It doesn’t take a village to find and hire the best talent, but it can sure feel that way sometimes.
The execution of employee engagement strategies and daily work of human resources involves many teams—finance, administration, IT, executives—and keeping everyone coordinated and in the loop is a constant challenge. It’s even more so when your company is growing.
The e-commerce company Shopify knows this all too well. “In 2014, we were mostly co-located in Eastern Standard Time, and now we have employees in 15 time zones,” says Kaitlin Norris, a culture specialist at Shopify. Now with 4,000 employees across eight offices, and 2,000 remote workers, the company has had to find ways to adjust its culture and how employees relate to one another. “Just understanding the differences of some cultures across the countries where we have employees has been really huge,” Norris says.
Adjusting to change, whether it’s a new office or a new company insurance plan, can be difficult. But the payout is priceless: a workplace that feels welcoming to employees, serves their needs, and encourages them to get comfortable and stay awhile. And Slack can help get the ball rolling, especially when it comes to employee engagement strategies. Here, you’ll find practical tips from Robby Kwok, the VP of People at Slack, and Norris on how you can make your entire HR flow frictionless and effective in Slack, from recruiting to onboarding and beyond.
Recruiting
In Slack, people centralize their work and stay aligned by creating channels. Channels provide a designated, searchable place for all kinds of discussions, whether for routine status updates on candidate pipelines in channels like #recruiting-sales or keeping track of official sign-offs on offer letters in channels like #offers-for-approval.
Channel members can upload files like résumés, portfolios and interview notes to the channel so everyone can easily find what they need. Plus, Kwok says, “If an interviewer needs to back out at the last minute, all you have to do is invite the new interviewer to the channel, and she’ll have all the relevant information about the candidate and the questions to ask right in-channel.”
A bonus is that discussions in channels flow more like you’re having an in-person conversation, rather than trading emails back and forth. This allows project work to move faster, saving team members ample time and sparing them frustration and miscommunication.
If you want to bring third-party apps into the mix, you can integrate candidate tracking systems into Slack. For example, you can set up apps like Greenhouse to automatically notify stakeholders in a channel when a candidate’s status changes. Or add an app like HelloSign to be updated in real time when a candidate signs an offer letter.
Onboarding
When your new hires walk through the door on day one, you want to get them up to speed and productive quickly, while not overwhelming them with information or letting them feel isolated. It can be tough to be the “new kid” on the team.
Retention and employee engagement strategies
After new hires are onboarded, keeping them happy and productive via employee engagement strategies will boost retention. “Bottlenecks, friction and fragmentation—these dynamics have lots of impact on how your employees work with each other,” says Kwok, “which has an impact on how people feel about working for your company.”
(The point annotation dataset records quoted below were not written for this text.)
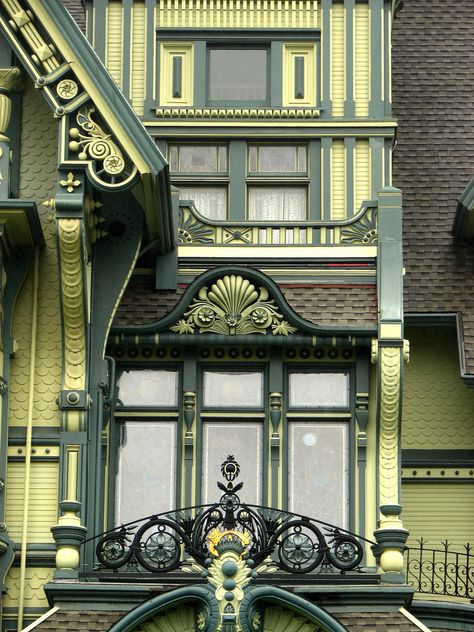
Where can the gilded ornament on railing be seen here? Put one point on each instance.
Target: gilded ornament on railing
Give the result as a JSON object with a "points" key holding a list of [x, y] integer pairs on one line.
{"points": [[192, 231], [67, 89], [70, 183], [233, 306], [364, 231]]}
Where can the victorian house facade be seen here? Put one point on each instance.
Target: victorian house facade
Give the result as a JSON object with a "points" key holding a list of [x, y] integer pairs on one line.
{"points": [[204, 339]]}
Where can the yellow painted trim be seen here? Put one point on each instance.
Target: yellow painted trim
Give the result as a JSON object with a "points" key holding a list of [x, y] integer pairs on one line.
{"points": [[148, 414], [91, 87], [264, 252], [29, 437], [184, 50], [338, 58], [40, 452], [256, 14], [308, 52], [390, 330], [416, 622]]}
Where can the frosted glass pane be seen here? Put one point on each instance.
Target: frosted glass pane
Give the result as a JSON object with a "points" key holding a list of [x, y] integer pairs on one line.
{"points": [[319, 390], [244, 442], [145, 482], [210, 202], [280, 159], [148, 387], [277, 204], [318, 471], [234, 389], [237, 74]]}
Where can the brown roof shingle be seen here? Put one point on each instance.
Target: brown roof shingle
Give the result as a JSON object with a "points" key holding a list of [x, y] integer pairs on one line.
{"points": [[327, 305], [433, 97]]}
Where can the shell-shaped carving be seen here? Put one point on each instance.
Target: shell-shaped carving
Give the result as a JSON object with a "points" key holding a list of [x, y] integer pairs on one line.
{"points": [[233, 294]]}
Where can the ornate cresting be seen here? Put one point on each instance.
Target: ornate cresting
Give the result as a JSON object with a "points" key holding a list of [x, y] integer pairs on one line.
{"points": [[233, 306], [229, 530], [359, 230], [388, 353]]}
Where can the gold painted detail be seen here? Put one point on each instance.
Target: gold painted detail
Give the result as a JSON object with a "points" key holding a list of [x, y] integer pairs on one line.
{"points": [[71, 258], [95, 143], [11, 79], [195, 230], [67, 89], [238, 113], [218, 539], [364, 231], [70, 184], [237, 14], [390, 361], [233, 306]]}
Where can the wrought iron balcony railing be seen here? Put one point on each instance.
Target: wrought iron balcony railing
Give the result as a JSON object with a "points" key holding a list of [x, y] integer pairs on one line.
{"points": [[286, 541], [442, 571]]}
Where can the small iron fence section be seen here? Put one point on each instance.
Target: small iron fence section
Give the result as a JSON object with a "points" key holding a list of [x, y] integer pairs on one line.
{"points": [[442, 571]]}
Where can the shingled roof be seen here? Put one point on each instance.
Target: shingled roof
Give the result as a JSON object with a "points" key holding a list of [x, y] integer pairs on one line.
{"points": [[100, 621], [327, 305], [433, 98]]}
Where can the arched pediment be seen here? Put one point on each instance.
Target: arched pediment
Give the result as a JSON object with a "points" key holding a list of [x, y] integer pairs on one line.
{"points": [[234, 301]]}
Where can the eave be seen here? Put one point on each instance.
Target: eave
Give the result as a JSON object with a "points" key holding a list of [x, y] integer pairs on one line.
{"points": [[152, 187]]}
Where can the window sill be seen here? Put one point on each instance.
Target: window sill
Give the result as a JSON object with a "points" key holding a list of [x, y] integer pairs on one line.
{"points": [[228, 113]]}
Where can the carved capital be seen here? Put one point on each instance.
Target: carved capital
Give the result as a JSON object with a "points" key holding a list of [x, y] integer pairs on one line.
{"points": [[11, 80]]}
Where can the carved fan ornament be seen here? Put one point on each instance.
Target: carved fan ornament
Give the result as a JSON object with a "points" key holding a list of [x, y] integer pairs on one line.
{"points": [[233, 306]]}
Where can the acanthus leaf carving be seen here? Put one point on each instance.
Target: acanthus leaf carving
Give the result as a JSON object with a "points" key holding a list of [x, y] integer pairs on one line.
{"points": [[233, 306]]}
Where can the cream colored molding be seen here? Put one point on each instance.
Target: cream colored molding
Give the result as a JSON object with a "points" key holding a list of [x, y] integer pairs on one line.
{"points": [[72, 290], [236, 114], [307, 51], [233, 306], [184, 51]]}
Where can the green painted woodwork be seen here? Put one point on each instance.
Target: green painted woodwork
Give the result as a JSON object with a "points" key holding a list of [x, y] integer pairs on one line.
{"points": [[438, 408], [438, 511], [390, 261]]}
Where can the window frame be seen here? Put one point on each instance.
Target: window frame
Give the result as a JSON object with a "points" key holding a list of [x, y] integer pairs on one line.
{"points": [[242, 103]]}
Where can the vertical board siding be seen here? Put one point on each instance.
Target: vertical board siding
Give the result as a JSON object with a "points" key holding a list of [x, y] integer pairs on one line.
{"points": [[238, 13], [43, 505], [138, 69], [114, 44], [362, 59], [338, 180], [338, 62], [362, 173], [438, 512]]}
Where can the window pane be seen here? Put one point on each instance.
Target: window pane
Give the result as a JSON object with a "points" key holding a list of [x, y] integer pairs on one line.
{"points": [[234, 389], [230, 78], [277, 204], [148, 387], [244, 442], [318, 471], [211, 202], [145, 481], [319, 390]]}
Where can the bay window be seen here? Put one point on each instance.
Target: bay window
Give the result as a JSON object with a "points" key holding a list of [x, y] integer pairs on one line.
{"points": [[232, 416]]}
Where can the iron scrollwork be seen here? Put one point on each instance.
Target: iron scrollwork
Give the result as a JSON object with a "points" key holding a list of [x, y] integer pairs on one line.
{"points": [[286, 541]]}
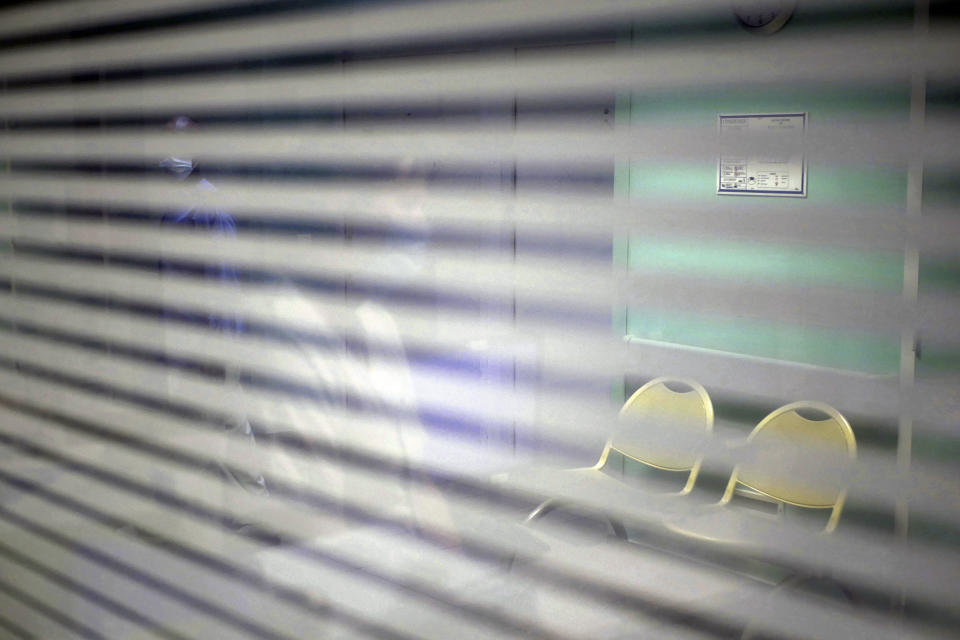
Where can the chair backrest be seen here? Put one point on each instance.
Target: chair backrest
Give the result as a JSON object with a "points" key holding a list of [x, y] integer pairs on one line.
{"points": [[801, 455], [662, 425]]}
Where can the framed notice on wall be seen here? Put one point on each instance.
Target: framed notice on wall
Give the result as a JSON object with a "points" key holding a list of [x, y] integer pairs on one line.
{"points": [[762, 155]]}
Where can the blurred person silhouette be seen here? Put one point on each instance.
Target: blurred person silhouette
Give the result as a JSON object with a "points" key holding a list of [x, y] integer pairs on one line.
{"points": [[204, 215]]}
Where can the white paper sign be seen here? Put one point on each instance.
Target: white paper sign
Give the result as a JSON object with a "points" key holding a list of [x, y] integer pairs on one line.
{"points": [[762, 155]]}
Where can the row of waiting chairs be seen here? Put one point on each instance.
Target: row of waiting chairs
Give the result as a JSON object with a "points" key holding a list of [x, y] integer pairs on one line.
{"points": [[797, 455]]}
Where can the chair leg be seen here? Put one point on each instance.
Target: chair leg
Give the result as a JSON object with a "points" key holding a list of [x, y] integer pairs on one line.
{"points": [[545, 507]]}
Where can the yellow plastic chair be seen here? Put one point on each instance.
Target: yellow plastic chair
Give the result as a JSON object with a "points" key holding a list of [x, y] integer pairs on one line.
{"points": [[661, 426], [793, 459]]}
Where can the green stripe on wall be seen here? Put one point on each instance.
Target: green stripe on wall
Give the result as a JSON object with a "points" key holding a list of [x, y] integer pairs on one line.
{"points": [[791, 265], [851, 350]]}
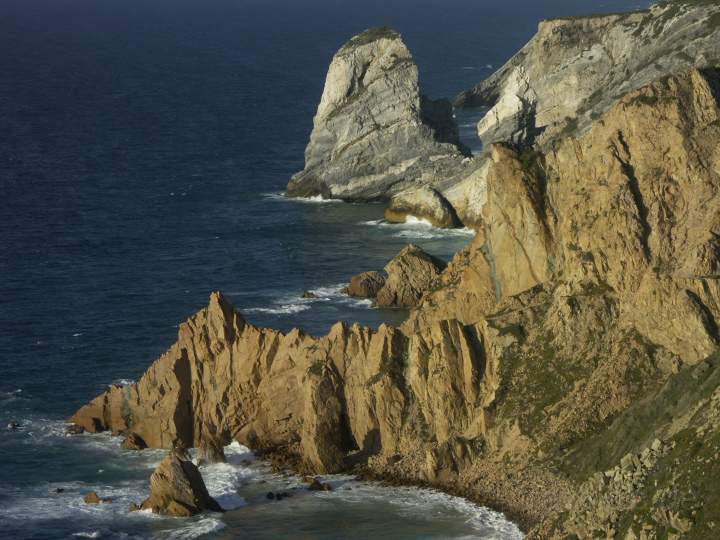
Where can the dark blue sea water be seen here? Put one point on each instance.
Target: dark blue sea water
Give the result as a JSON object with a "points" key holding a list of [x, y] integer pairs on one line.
{"points": [[143, 149]]}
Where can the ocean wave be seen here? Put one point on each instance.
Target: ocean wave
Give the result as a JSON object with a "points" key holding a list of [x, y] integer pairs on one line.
{"points": [[197, 528], [11, 396], [282, 309], [315, 199], [292, 303], [122, 382], [420, 229]]}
One way both Kwok and Norris stay in tune with how employees are feeling is through periodic “pulse” surveys administered through Slack. Tools like Neko by Culture Amp and Leo send out employee satisfaction surveys via Slack and then analyze the results to surface emerging patterns. Norris says Shopify uses pulse surveys to “understand where our employee engagement is at.” Kwok says, “You can really get a good feel for how people are feeling in terms of belonging but also productivity.”
Kwok and Norris emphasize that working in channels is about more than just organizing team discussions. Because channels make workflows more transparent, subject-matter experts can come together more quickly and efficiently. And it’s this flexibility that allows them to keep pace with the speed of business today and to provide a consistent employee experience. “Global growth has definitely been a huge challenge for us recently,” says Norris. “If we want our growth to continue at Shopify, we believe we really need to thrive on change.”